The Dark Matter of Language and Intelligence

Yejin Choi speculates on what ACL 2082 may be like, highlighting possible applications for contemporary research areas.

Yejin Choi gave an inspiring keynote. Among other things, it is the first talk I have seen that uses DALL-E 2 for illustrating slides. She highlighted three important research areas in NLP by drawing analogies to physics: ambiguity, reasoning, and implicit information.

In modern physics, a greater understanding often leads to increased ambiguity (see, for instance, Schrödinger’s cat or the wave–particle duality). Yejin similarly encouraged the ACL community to embrace ambiguity. In the past, there was pressure not to work on tasks that did not achieve high inter-annotator agreement; similarly, in traditional sentiment analysis, the neutral class is often discarded. Understanding cannot just be crammed into simple categories. Annotator opinions bias language models (Sap et al., 2021) and ambiguous examples improve generalization (Swayamdipta et al., 2020).

Similar in spirit to the notion of spacetime, Yejin argued that language, knowledge, and reasoning are also not separate areas but exist on a continuum. Reasoning methods such as maieutic prompting (Jung et al., 2022) allow us to investigate the continuum of a model’s knowledge by recursively generating explanations.

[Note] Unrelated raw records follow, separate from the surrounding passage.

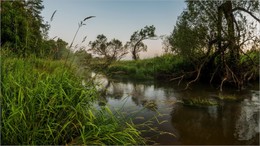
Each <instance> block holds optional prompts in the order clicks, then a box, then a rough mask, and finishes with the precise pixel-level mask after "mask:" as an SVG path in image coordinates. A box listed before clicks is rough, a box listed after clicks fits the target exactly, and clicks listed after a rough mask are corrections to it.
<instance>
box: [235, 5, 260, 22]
mask: <svg viewBox="0 0 260 146" xmlns="http://www.w3.org/2000/svg"><path fill="white" fill-rule="evenodd" d="M237 10H240V11H244V12H246V13H248V14H249V15H251V16H252V17H253V18H254V19H255V20H256V21H258V22H260V19H259V18H257V17H256V16H255V15H254V14H253V13H251V12H249V11H248V10H246V9H245V8H241V7H236V8H234V9H232V12H234V11H237Z"/></svg>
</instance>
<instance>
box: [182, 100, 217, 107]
mask: <svg viewBox="0 0 260 146" xmlns="http://www.w3.org/2000/svg"><path fill="white" fill-rule="evenodd" d="M182 103H183V104H184V105H187V106H193V107H208V106H217V105H219V102H217V101H216V100H210V99H205V98H189V99H183V100H182Z"/></svg>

Finally, analogous to the central role of dark matter in modern physics, future research in NLP should focus on the “dark matter” of language, the unspoken rules of how the world works, which influence the way people use language. We should aspire to try to teach our models such as tacit rules, values, and objectives (Jiang et al., 2021).

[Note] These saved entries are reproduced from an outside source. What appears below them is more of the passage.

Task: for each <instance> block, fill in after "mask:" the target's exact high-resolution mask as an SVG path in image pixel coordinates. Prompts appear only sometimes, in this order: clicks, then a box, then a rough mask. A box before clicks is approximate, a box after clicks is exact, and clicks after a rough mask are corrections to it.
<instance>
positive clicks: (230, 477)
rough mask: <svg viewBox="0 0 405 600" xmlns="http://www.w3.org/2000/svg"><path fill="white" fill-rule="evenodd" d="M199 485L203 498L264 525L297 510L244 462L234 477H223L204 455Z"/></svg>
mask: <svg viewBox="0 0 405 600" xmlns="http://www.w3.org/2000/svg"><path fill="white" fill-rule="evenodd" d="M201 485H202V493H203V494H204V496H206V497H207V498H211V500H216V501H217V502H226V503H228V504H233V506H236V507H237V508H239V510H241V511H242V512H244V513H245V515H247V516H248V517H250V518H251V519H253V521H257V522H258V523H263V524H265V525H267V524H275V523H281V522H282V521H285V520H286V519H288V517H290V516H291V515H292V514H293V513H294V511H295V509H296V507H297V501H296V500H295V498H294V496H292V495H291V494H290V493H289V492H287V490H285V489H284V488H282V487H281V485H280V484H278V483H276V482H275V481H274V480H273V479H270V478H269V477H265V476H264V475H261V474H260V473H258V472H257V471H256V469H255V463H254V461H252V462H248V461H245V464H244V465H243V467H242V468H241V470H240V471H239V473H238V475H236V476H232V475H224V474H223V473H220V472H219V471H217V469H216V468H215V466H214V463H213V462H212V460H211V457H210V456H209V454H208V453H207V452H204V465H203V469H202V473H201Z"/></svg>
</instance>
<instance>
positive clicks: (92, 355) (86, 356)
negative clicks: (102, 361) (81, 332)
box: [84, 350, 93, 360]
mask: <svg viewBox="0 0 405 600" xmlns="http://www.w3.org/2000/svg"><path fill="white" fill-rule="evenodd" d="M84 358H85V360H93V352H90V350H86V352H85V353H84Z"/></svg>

Yejin concluded her talk with a candid take of factors that led to her success: being humble, learning from others, taking risks; but also being lucky and working in an inclusive environment.

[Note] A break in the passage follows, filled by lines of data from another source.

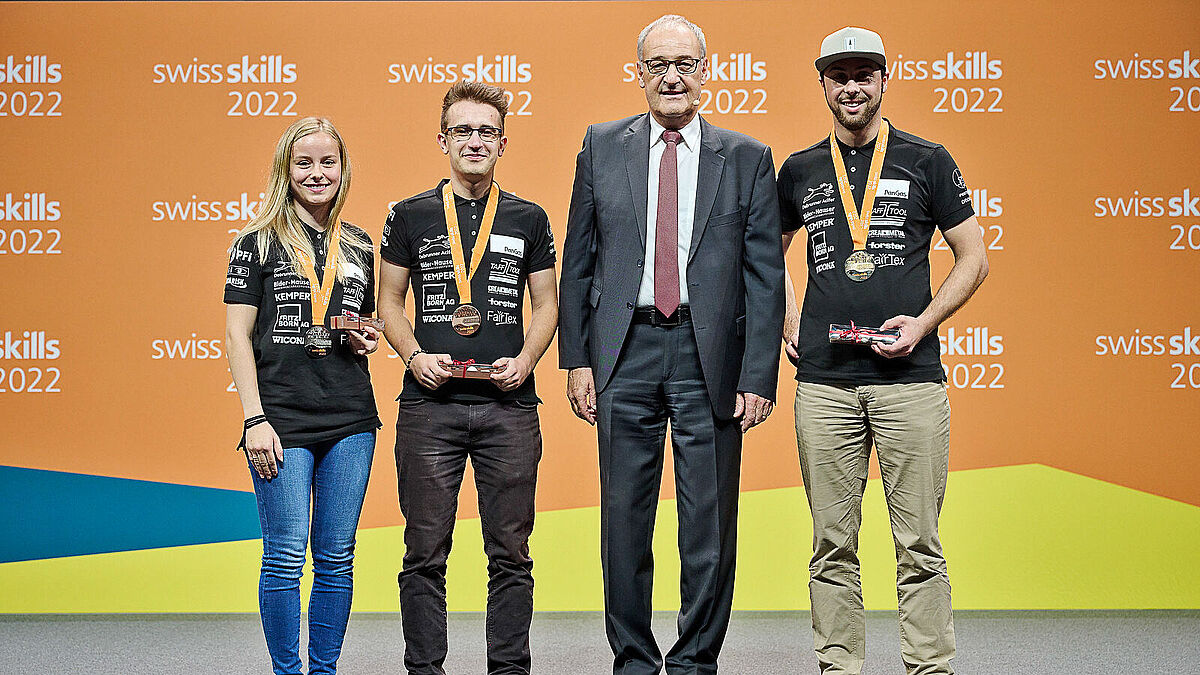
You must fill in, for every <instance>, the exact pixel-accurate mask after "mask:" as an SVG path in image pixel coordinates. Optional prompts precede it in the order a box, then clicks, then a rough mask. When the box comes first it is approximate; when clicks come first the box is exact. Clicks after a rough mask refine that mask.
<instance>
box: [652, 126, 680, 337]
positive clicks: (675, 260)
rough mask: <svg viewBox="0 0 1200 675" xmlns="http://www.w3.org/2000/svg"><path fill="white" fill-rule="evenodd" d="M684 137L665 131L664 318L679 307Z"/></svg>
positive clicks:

Hybrid conference experience

I personally really enjoyed the in-person conference experience. There was a strict mask wearing requirement, which everyone adhered to and which did not otherwise impede the flow of the conference. The only issues were some technical problems that occurred during plenary and keynote talks.

On the other hand, I found it difficult to reconcile the in-person with the virtual conference experience. Virtual poster sessions overlapped with breakfast or dinner, which made attending them difficult. From what I have heard, many virtual poster sessions were almost empty. It seems we need to rethink how to conduct virtual poster sessions in a hybrid setting. As an alternative, it may be more effective to create asynchronous per-poster chat rooms in or a similar platform, with the ability to set up impromptu video calls for deeper conversations.

The experience was better for oral presentations and workshops, which had a reasonable number of virtual participants. I particularly appreciate being able to rewatch the recordings of keynotes and other invited talks.

Overall, we still have some way to go to create a great experience for virtual participants. However, it was a blast being able to interact with people in-person again. Thanks to all the organizers, volunteers, and to the community for putting together a great conference!